「お昼ごはん、一緒にどうかなって思って」
間違いなく私を誘ってくれている。夢ではないだろうか?
ほっぺたをつねろうかとも思ったが、さすがにそこまではしない。これは間違いなく現実なのだから。
「は、はい。ぜ、ぜひご一緒にっ」
声が裏返ってしまった。それを見て笑う白崎さん。ちょっと恥ずかしかったけれど、それ以上に有頂天になってしまう自分がいた。まさに天国だ。

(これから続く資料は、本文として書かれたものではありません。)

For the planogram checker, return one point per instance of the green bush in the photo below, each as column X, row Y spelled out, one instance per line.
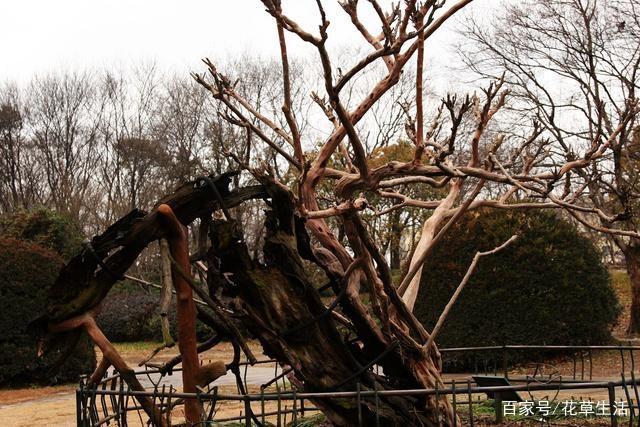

それから白崎さんが先導して、和食屋さんへと足を運ぶ。だが、ここで天国から地獄に落とされる事態に。
「あれ、白崎さん」
お店に入った時にそう声をかける人が。なんと同じ部署の男性社員が二名もそこにいるではないか。この連中が、白崎さんと仲良さそうに話しているところを見て、私に対して乱暴でそっけない態度をとったやつらだ。
「えっ、なんで皆藤さんもいるの?」
私の姿を見て驚く二人。今度こそまた何か言われるに違いない。きっと私に対して嫉妬心を抱くはずだ。
そう思うと、さっきまでのあの天にも登る気分はどこかへ吹き飛んでしまった。それよりも、来週からどうしようという不安が襲ってくる。
このとき、ふとあの言葉を思い出した。カフェ・シェリーの看板のあの言葉。